Preprinted labels as collected by philatelists come in three broad categories: postage stamps, revenues, and Cinderellas. Postage stamps are collected by all philatelists. They are the major stamp issues of each country and are issued for the prepayment of postage. Postage Stamps are listed in many major worldwide catalogs. Collecting postage stamps has a long history and is very popular. Revenues are stamps that are issued to pay taxes, not postage. However, some countries allow the use of some stamps for both purposes; when this happens, the stamps are called Postal Fiscals and are collected by stamp collectors either mint or with postal, not revenue, cancels. Revenue collecting was once very popular and rivaled postage stamp collecting. It is very much of a niche area of the hobby now. Outside of the US philatelic domain, collecting of Revenue stamps is very unusual.
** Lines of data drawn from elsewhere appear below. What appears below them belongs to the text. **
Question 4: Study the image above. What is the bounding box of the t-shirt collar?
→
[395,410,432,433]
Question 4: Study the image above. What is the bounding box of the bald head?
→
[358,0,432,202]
Cinderellas have always been the poor sister of philately (hence the name for these types of stamps— really one of the best monikers that you can imagine). Cinderellas are simply defined as privately produced labels which are the shape and size of postage stamps. They range from Christmas and Easter Seals to stamp exhibition labels to S&H green stamps. Many collectors add some Cinderellas to the specialty collections that they maintain, but almost no one collects Cinderellas exclusively. Part of the reason is that the definition of Cinderellas is so expansive that the range of what can be collected is nearly unlimited. Another problem is the non-Official aspect of Cinderellas— there are so many varieties. And the lack of catalogs makes collecting these stamps daunting. Collectors don’t know what was issued or what each piece may be worth.
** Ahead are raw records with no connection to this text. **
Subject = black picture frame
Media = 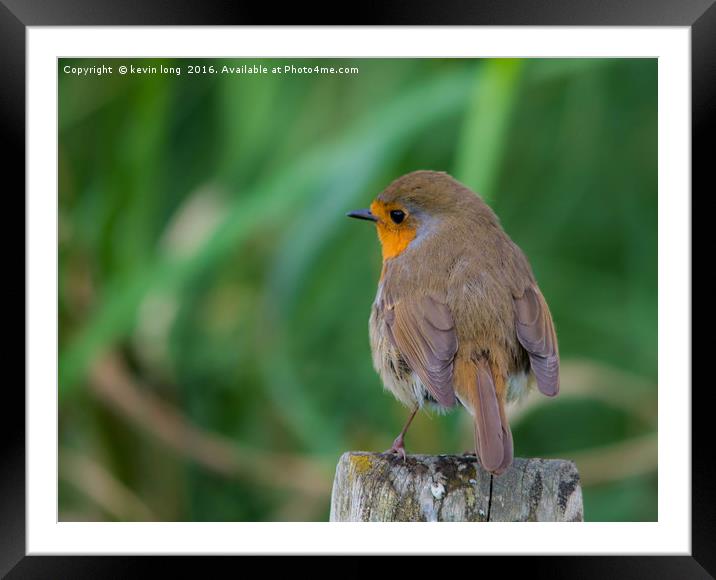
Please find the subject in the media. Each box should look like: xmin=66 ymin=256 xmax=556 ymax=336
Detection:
xmin=5 ymin=0 xmax=708 ymax=575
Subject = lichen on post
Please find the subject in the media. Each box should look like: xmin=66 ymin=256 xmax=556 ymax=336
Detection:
xmin=329 ymin=452 xmax=583 ymax=522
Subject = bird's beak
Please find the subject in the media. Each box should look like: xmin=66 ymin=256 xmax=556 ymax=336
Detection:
xmin=346 ymin=208 xmax=378 ymax=222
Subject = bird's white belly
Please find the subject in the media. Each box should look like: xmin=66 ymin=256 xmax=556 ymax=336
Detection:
xmin=506 ymin=371 xmax=530 ymax=402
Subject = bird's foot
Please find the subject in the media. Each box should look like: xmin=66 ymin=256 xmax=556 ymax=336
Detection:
xmin=383 ymin=436 xmax=408 ymax=462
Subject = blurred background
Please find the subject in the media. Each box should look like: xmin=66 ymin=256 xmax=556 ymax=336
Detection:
xmin=58 ymin=58 xmax=657 ymax=522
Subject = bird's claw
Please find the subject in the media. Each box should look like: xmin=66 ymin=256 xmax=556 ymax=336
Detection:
xmin=383 ymin=437 xmax=408 ymax=462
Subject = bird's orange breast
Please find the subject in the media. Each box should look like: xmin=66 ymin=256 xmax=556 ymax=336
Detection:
xmin=370 ymin=200 xmax=417 ymax=262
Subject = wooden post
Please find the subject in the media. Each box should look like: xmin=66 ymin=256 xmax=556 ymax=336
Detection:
xmin=329 ymin=452 xmax=583 ymax=522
Cinderella collecting by itself has never been very popular. Years ago there was a collector in Florida who had been an executive with Aramco for most of his life in Saudi Arabia, spending most of the 1950s in that country. By his account, life there 
was dull, and he turned to Cinderella collecting mainly because there were no Cinderellas in Saudi Arabia (there were virtually no stamps then as commerce and literacy was limited), and he could keep up a busy correspondence from abroad bringing in his Cinderella stamps, spending lots of time (which he had in abundance) and spending little money (usually in short supply). Few people collect Cinderellas, so they were cheap, and over the decades the collector assembled hundreds of volumes of Cinderellas at very little cost. When we sold his collection in the 1970s it was the most significant collection of Cinderellas to ever come on the market. We haven’t seen a decent one since.